What exactly is Dynamic Currency Conversion? This is a credit card feature that lets you make a point-of-sale credit card purchase in a foreign country using the currency of your home country.

Simply put, with Dynamic Currency Conversion, you can choose to pay in US dollars when you are overseas. This is a merchant-provided service that allows you to view your overseas credit card transactions in US dollars at the point of sale.

While that may sound like a no-brainer wonderful option, it actually isn't that straightforward. Here are a few important things you ought to know about this mysterious currency conversion fee.

1. You almost always wind up paying more

For starters, Dynamic Currency Conversion fees are levied by the merchant, though this is typically done through a service provider. If you choose to pay in US dollars instead of the local currency when you are overseas in a foreign country, the currency conversion occurs in real time.

The exchange rate offered to you will most definitely include a markup - this will mean the exchange rate you are getting from the merchant and/or service provider is actually much less attractive than what the market rate is offering at that point in time (think: lousier exchange rate).

That's not all. You may be liable for extra fees and charges, in addition to a foreign transaction fee to your credit card issuer if your credit card does not come with the $0 foreign transaction fee perk.

2. Dynamic Currency Conversion is an optional service

Know that you have the right to politely decline this optional service even though it lets you lock in an exchange rate at the point of sale. Remember, although it helps when you are looking to make price comparisons, the exchange rate offered will probably not be in your favor to begin with, considering the unknown markup applied. The additional fees and charges are a whole new world, too.

Now that you are aware of how complex and expensive Dynamic Currency Conversion transactions can be, it only makes sense that you avoid such transactions going forward. The typically lousier exchange rate and potential additional fees are just not worth it, especially if you are a big spender.
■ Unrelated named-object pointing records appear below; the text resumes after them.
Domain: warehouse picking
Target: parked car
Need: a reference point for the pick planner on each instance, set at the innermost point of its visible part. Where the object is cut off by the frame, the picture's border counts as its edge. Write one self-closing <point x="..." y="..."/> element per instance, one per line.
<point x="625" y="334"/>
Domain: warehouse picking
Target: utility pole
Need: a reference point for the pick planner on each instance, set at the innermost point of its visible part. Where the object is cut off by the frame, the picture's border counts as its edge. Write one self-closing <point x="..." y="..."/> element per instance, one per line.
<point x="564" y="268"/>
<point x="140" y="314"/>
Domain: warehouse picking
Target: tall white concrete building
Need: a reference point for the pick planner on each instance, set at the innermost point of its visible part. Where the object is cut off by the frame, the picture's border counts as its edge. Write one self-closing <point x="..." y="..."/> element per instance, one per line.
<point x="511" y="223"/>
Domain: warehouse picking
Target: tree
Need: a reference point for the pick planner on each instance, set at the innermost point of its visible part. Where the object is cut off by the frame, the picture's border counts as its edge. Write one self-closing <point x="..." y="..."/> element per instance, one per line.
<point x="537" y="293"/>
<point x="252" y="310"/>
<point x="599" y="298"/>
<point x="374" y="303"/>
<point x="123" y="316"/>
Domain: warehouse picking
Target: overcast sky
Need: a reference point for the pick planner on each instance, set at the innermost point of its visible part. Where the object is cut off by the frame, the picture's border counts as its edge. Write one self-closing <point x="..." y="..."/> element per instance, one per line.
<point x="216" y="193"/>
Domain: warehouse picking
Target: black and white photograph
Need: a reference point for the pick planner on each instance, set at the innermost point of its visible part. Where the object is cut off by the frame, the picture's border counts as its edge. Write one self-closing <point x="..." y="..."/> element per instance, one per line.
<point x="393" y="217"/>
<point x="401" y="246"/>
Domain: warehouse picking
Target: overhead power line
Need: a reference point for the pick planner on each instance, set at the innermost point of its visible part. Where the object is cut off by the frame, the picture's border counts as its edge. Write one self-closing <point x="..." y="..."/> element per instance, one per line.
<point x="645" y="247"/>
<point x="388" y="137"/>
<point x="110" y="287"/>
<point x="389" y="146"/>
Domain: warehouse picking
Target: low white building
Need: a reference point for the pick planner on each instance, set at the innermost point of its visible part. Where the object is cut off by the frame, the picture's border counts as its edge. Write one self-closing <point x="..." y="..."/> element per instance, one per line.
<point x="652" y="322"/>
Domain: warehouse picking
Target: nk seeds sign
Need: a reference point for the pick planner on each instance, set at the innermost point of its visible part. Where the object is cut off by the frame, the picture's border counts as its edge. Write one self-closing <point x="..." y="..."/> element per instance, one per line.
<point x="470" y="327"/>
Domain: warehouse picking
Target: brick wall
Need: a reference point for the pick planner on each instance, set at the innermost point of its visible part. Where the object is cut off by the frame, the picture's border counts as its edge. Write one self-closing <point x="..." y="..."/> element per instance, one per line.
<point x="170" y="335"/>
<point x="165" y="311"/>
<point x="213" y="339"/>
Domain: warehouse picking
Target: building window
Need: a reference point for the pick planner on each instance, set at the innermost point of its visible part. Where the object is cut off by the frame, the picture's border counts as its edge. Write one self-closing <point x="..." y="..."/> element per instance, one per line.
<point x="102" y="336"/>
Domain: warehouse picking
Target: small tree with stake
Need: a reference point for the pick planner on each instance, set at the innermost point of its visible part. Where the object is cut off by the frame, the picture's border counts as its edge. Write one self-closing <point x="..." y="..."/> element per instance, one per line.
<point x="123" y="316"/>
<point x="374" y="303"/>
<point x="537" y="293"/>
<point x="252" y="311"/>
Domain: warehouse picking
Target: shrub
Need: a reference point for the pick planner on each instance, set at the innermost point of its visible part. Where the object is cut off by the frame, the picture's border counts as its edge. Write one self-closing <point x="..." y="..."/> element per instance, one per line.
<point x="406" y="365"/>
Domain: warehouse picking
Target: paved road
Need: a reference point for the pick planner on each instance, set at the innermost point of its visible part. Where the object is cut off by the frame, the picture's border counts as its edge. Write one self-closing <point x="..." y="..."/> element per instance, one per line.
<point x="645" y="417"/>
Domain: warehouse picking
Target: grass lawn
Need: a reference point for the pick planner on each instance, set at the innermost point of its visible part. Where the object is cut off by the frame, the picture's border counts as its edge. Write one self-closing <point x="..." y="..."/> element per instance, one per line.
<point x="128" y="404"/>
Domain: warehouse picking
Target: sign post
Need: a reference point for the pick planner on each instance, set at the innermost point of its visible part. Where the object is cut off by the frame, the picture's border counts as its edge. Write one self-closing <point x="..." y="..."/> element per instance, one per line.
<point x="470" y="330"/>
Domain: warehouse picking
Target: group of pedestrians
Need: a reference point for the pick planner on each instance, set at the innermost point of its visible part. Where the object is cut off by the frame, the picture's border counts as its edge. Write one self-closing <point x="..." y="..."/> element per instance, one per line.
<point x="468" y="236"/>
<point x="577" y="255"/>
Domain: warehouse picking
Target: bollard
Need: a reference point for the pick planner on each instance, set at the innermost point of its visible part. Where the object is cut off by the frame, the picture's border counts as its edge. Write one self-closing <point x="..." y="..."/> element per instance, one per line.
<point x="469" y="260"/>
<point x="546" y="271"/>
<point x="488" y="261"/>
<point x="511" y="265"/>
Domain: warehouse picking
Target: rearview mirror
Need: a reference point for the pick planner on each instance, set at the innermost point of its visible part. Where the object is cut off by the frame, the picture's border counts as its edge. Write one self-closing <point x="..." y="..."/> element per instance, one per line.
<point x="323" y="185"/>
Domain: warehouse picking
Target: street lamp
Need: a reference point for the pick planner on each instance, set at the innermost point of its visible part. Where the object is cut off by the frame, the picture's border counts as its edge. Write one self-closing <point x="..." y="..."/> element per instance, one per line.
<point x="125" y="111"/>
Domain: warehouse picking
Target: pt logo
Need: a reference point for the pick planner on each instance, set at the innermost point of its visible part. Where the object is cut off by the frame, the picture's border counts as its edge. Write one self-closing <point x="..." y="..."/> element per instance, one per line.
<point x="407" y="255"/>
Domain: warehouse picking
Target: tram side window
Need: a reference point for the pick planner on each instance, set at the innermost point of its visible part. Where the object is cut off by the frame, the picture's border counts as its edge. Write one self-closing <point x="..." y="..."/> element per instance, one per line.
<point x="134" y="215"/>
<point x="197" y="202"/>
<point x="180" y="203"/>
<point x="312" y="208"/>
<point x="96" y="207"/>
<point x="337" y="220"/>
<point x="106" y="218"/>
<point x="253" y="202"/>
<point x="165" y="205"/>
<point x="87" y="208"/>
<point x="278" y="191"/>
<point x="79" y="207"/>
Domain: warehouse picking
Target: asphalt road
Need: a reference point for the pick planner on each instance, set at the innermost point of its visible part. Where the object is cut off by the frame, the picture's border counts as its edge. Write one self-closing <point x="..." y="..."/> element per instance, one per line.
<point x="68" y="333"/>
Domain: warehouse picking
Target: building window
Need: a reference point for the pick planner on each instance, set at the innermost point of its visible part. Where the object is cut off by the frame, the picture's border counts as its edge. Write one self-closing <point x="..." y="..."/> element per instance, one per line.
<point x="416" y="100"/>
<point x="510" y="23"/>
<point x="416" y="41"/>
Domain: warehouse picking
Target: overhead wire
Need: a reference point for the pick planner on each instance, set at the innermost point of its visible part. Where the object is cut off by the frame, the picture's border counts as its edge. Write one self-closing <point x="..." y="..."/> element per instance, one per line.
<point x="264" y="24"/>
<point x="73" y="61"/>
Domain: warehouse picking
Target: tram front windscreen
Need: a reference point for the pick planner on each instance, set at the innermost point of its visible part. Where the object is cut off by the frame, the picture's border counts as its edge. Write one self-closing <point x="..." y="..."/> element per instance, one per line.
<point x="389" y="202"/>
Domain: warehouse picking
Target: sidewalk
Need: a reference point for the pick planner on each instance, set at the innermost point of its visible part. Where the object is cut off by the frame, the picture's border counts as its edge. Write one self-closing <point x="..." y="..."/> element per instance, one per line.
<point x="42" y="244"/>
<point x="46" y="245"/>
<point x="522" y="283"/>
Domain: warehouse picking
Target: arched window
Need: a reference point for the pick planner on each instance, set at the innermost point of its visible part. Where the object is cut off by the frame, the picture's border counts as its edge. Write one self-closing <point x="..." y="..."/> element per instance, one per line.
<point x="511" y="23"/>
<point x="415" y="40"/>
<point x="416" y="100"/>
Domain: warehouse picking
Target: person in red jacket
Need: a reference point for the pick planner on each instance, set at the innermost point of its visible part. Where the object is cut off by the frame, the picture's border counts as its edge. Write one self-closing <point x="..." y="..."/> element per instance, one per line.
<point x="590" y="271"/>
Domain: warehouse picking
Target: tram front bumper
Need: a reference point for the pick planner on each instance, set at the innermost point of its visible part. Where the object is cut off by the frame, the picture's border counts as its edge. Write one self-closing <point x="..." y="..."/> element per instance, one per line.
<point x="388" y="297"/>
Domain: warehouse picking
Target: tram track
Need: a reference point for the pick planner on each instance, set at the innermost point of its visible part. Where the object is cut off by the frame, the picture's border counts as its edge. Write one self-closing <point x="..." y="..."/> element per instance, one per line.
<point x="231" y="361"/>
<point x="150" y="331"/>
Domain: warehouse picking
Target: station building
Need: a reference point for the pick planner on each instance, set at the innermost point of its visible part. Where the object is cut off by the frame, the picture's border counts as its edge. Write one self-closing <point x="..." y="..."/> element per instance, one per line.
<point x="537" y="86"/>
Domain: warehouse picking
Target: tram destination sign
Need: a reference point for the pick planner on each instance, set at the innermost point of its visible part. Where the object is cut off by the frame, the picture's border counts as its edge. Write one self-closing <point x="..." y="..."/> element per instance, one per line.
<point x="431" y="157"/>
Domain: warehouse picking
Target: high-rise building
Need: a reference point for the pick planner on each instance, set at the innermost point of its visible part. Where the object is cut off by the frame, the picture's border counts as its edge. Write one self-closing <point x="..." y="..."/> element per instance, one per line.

To put it bluntly, Dynamic Currency Conversion is simply another way for merchants and banks to sneak additional fees onto unwary customers' bills. As much as possible, use a credit card that lets you avoid foreign transaction fees whenever you are abroad. This awesome benefit will help you keep your liable fees to a minimum despite the fact that you still have to pay the credit card currency conversion fee when you decline the Dynamic Currency Conversion service.

One more thing, be cautious if you frequently shop online internationally or use PayPal to pay for your international online purchases. PayPal is known for setting Dynamic Currency Conversion to default. Make sure you manually swap the option around before paying to avoid all the extra fees and charges that lead many unsuspecting shoppers to overpay!